Garza, who lives in Oakland, is best known for co-founding Black Lives Matter with Patrisse Cullors and Opal Tometi. That’s a remarkable achievement, but it’s far from the only thing that distinguishes Garza. She’s the Special Projects Director for the National Domestic Worker’s Alliance, which advocates for the rights of oft-overlooked domestic workers like nannies, housecleaners, and caretaker. She’s organized around a number of other significant issues, including the rights of immigrants and youth, has become a prominent voice advocating for queer black women, and has written for publications including The Guardian and The Nation. For her work, she was recognized as a 2015 member of the Root 100. Even Wonder Woman could be jealous of a record like that.

4) Sarah Hurwitz

Image by Twitter/rkellett

When Michelle Obama gave an awe-inspiring, blistering, headline-making speech at the Democratic National Convention, Sarah Hurwitz, Obama’s head speechwriter, got swept into the spotlight. Her name cropped up again in October, after Obama delivered a speech condemning Donald Trump’s misogynistic attitude towards women, which The Nation called “the most powerful speech of the 2016 campaign.” Hurwitz has worked with Obama since 2008, prior to which she was Hillary Clinton’s head speechwriter during her 2008 campaign. Working behind the scenes, she’s helped a truly original first lady craft a truly original message, which will resonate far beyond her time in the White House.

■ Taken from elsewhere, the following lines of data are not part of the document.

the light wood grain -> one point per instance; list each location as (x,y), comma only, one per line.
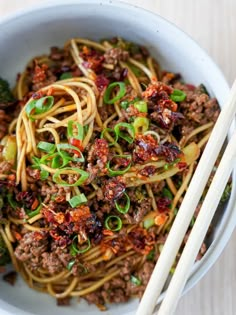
(212,23)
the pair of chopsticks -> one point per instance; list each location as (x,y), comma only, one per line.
(185,213)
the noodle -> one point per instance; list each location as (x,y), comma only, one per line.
(101,165)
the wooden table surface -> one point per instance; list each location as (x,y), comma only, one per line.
(212,24)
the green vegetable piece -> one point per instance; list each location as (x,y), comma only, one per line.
(6,96)
(58,180)
(74,246)
(10,150)
(46,146)
(123,208)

Image by Nicholas Hunt/Getty Images

5) Rebecca Traister

Traister, a writer at large for New York Magazine and contributing editor at Elle, has a unique talent for illuminating the intersections between social issues. As an example, in her December, 2015 New York Magazine “Why Do We Humanize White Guys Who Kill People?” Traister deftly interrogated the connections between compassionate treatment of white male killers, police brutality towards men of color, and the abortion debate. In conclusion, she observed, when white men so overwhelm cultural discourse, “the only humanity that is presented as comprehensible…is the humanity of white men.” Her incisive feminist viewpoint has been essential in this most charged of election cycles; it doesn’t hurt that she recently released a book, “All The Single Ladies,” about the cultural impact of American women staying single longer.